L’impact de l’IA sur les ouvriers
Avec la « disruption » de l’IA, on retrouve les réactions angoissées aux innovations des premières révolutions industrielles. À ces préoccupations, il est facile d’invoquer un grand principe schumpetérien[1] : dans toutes les périodes précédentes de l’Histoire, la disparition de certains métiers n’a-t-elle pas toujours été accompagnée de l’émergence de nouvelles professions ? Pour autant, cette révolution est-elle de même nature que les précédentes ?
L’impact de l’innovation de l’IA n’est plus seulement concentré sur les métiers les moins qualifiés, mais concerne la société dans son ensemble.
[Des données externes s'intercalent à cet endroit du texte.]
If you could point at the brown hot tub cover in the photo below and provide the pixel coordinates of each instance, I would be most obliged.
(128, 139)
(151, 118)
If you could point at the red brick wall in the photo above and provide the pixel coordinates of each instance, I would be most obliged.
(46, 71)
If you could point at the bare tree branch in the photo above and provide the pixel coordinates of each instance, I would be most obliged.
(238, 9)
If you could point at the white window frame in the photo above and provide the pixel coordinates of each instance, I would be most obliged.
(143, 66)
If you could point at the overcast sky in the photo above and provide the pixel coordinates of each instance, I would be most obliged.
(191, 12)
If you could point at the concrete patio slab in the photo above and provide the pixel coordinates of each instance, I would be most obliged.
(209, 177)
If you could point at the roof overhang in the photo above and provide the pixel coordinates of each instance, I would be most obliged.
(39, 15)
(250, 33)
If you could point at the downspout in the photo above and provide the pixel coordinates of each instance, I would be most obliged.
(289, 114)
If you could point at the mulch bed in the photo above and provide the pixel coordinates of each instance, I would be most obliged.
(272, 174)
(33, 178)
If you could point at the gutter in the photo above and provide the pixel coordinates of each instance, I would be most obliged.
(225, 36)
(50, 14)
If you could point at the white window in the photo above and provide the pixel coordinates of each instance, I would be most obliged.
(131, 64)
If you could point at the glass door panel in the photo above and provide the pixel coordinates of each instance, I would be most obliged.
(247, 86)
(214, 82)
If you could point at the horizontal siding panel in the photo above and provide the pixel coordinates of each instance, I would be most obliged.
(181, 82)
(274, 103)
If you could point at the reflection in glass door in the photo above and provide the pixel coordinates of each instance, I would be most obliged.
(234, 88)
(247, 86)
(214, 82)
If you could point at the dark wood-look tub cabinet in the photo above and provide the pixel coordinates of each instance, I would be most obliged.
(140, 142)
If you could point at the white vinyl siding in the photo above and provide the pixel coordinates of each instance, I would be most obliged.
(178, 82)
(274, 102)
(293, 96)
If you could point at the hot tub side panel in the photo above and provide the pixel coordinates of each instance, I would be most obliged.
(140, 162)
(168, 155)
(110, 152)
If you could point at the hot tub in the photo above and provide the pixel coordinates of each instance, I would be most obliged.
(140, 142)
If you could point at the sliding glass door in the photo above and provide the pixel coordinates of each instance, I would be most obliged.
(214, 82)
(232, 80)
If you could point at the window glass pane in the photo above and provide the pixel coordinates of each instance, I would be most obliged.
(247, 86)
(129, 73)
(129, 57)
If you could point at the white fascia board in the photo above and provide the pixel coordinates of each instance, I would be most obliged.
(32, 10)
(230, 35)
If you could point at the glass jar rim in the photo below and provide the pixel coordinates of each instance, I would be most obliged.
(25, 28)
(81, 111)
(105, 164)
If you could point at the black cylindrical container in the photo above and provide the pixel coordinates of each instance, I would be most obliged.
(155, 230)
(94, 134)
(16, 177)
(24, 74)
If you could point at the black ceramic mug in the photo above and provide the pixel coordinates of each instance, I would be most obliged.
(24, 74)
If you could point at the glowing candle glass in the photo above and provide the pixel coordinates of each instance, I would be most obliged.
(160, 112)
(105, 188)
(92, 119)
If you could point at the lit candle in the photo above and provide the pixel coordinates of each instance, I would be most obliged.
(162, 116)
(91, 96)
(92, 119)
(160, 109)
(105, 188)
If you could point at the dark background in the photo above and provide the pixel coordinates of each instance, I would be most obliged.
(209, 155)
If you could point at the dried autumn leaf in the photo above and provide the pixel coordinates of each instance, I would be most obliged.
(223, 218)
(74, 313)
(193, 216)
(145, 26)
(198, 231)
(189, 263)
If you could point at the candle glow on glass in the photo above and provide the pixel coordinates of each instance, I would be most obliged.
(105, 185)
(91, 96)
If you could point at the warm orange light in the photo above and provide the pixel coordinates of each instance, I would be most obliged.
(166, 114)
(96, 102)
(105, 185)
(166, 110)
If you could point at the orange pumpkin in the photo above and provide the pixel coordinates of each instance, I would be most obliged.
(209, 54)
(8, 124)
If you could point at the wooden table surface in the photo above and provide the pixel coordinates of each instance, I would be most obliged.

À commencer cette fois par le tertiaire. De même, le travail en usine – archétype même du travail depuis la fin du XIXe siècle – est sur le point d’évoluer radicalement. Aux côtés de l’automatisation et des objets connectés, l’impact de l’IA sur l’industrie promet d’être majeur. En quoi et pourquoi ? Quel sera impact de l’IA pour le travailleur en usine ? Plus largement, quelles questions l’introduction de l’IA soulève-t-elle sur la place du travail dans la société ? En quoi les DRH ont-ils un rôle à jouer et devraient-ils se saisir du sujet dès maintenant ?
- Comment l’IA est-elle en train de transformer le travail en usine et quels seront ses impacts pour les travailleurs ?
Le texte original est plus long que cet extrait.